Parks Canada says the fallow deer must be eradicated before their population rebounds
web1_fallow-deer-on-sidney-island
Fallow deer on Sidney Island. PARKS CANADA

With a $5.9-million project to eradicate invasive deer from Sidney Island and restore native plant species set to start in the fall, many are questioning the price tag.

“It’s unnecessary. It’s a very costly endeavour for a non-existent problem,” said Frank Nielsen, a property owner on Sidney Island who spends about half of the year there.

Nielsen said he would have seen the need for an eradication years ago, but he believes regular hunting has reduced the European fallow deer population, and the island no longer has a problem. “We did have a problem. We solved it. And now, [Parks Canada] wants to spend $6 million to take the remaining 300 deer from a helicopter, and dogs. It’s just way too much for a problem that doesn’t really exist,” he said.

The Parks Canada project involves two marksmen in a helicopter and another two on the ground killing as many fallow deer as possible over a 10-day period starting in the late fall. A year later, any survivors would be flushed out, contained using fencing and trained tracker dogs, and shot.

Parks Canada controls about 440 hectares on the north end of Sidney Island — including Sidney Spit — as part of Gulf Islands National Park Reserve.

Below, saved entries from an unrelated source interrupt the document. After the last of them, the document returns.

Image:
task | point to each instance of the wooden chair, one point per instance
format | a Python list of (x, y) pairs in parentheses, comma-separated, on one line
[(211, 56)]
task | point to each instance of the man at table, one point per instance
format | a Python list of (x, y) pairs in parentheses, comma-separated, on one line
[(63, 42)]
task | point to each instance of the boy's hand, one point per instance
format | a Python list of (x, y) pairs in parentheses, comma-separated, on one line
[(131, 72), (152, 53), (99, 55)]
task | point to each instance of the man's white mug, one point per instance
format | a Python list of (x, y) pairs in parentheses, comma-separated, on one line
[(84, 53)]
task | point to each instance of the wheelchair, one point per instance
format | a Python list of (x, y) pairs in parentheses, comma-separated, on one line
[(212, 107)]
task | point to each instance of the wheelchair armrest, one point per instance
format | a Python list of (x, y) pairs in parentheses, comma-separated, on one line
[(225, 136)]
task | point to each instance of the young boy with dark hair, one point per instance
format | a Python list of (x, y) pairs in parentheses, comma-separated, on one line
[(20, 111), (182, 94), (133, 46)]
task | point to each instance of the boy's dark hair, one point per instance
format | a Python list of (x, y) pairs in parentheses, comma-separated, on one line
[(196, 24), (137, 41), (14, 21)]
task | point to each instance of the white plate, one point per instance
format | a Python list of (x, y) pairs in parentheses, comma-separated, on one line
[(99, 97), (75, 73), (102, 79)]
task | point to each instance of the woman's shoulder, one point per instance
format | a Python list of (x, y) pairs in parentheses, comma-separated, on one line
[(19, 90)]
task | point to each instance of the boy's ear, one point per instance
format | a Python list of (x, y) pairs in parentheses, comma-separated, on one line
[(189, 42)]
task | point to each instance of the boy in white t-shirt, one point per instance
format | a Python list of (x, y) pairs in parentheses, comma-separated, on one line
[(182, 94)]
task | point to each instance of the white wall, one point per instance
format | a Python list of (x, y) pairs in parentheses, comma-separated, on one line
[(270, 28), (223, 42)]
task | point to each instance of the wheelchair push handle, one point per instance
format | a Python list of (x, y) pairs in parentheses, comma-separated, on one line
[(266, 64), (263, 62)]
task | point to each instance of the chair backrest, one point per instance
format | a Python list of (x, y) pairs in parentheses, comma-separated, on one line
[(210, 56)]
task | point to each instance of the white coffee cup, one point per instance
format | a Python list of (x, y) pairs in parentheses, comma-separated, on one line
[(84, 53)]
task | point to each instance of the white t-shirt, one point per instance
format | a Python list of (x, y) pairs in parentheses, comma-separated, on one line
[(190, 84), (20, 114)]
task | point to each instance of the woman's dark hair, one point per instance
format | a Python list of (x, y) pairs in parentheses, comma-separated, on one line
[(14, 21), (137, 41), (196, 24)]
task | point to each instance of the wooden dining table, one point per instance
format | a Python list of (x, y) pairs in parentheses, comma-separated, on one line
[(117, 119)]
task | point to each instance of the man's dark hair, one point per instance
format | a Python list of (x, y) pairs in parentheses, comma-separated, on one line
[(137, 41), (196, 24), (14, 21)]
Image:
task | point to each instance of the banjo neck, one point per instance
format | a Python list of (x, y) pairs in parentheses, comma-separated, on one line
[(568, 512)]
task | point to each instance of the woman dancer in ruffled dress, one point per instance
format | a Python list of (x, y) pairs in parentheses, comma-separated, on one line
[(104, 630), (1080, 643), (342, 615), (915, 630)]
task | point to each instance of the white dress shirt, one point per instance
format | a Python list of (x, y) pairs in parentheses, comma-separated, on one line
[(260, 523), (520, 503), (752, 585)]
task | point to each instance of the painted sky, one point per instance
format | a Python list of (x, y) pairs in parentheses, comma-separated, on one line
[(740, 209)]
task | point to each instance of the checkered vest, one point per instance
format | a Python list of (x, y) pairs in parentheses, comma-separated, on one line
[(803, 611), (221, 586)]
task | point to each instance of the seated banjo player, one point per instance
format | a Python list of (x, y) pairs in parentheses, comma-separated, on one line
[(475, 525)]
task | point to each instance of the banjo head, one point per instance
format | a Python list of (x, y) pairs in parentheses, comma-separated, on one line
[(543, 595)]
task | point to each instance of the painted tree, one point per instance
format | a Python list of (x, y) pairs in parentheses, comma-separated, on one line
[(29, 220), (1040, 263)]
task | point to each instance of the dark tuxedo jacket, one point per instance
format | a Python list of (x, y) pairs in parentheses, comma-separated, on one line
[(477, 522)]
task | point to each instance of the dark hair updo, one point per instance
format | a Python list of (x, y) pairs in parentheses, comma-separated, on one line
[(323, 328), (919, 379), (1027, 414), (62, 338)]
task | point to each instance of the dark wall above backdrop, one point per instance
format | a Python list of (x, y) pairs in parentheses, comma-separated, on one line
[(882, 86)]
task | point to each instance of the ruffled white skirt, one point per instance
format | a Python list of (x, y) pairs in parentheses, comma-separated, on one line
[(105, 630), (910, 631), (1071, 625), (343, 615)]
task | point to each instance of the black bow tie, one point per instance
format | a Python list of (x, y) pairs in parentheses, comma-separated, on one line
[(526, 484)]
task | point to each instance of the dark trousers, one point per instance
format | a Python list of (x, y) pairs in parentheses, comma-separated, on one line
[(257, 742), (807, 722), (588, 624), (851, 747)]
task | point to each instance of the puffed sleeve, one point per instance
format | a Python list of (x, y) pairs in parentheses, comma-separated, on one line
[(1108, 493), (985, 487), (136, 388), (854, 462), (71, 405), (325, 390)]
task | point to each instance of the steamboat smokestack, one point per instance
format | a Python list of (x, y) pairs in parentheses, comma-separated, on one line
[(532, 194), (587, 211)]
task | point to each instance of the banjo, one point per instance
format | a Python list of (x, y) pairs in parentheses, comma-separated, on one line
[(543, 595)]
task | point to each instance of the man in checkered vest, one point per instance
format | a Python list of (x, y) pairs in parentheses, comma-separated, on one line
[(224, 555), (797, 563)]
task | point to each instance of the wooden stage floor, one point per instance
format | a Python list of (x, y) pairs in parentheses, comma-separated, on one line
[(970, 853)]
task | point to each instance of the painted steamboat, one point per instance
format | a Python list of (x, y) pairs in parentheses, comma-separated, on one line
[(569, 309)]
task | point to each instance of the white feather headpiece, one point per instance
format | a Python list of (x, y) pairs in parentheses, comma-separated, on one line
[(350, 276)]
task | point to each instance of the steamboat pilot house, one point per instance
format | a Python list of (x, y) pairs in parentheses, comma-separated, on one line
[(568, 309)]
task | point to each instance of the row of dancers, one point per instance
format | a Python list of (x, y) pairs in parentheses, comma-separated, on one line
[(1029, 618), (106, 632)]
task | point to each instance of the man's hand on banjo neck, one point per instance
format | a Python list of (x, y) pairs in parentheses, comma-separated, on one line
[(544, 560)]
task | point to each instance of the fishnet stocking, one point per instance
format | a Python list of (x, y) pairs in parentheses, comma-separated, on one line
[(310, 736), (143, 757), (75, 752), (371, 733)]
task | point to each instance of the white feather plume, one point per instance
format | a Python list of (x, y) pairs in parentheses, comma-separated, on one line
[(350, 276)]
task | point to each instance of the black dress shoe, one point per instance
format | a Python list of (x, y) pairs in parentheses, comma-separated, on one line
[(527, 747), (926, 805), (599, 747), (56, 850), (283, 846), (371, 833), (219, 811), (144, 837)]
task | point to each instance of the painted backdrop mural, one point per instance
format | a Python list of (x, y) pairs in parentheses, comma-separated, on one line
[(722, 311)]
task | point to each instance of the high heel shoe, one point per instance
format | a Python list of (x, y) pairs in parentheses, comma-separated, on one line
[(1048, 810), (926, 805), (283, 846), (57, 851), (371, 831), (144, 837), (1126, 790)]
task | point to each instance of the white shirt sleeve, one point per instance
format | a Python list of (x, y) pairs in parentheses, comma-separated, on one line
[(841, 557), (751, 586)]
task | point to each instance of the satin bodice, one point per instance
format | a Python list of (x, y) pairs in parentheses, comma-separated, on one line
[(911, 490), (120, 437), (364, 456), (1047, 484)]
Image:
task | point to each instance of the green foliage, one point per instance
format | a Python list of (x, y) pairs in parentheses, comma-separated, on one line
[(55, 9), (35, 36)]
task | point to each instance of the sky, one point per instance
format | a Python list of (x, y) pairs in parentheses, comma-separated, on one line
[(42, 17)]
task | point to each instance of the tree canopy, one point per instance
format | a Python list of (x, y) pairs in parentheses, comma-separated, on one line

The invasive deer are responsible for drastically reducing Sidney Island’s biodiversity and removing important native species by overbrowsing, Parks Canada says. The goal of the project is eventually to restore endangered Garry oak and Douglas fir ecosystems.

A report on harvest numbers for 2022-23 shows a significant decline in the total number of deer removed each year, dropping from 436 in 2014-15 to 88 in the most recent year. Those numbers include both invasive European fallow deer and native black-tailed deer, which accounted for 10 per cent of last year’s total.

Nielsen, who has owned property on Sidney Island for 19 years, said he used to see dozens of fallow deer at a time in open fields by the airstrip.

“I’ve been there and I’ve got two deer with one bullet. And that wasn’t the only person that did it. The numbers were huge,” he said.

Kate Humble, superintendent of Gulf Islands National Park Reserve, said while the number of fallow deer is currently relatively low, the population has gone through cycles of rebounding to unsustainable levels after dropping over the past few decades.

“Every time there’s been a significant reduction, it has come back,” she said. “And so, long-term sustained recovery of the ecosystem is simply not feasible unless the population is entirely removed.” Since the early 1980s, 15,000 fallow deer have been removed from the island through ongoing hunting and culling, and despite those efforts to reduce numbers, the forest understory has not sufficiently regenerated, Humble said.

The cost is projected and could end up being lower than $5.9 million, Humble said. It covers the project between 2018 and 2026 and funds consultation with the public and Indigenous communities, support of annual hunting for W̱SÁNEĆ community members, the removal of invasive plants and replanting of native species, and the deer-eradication project.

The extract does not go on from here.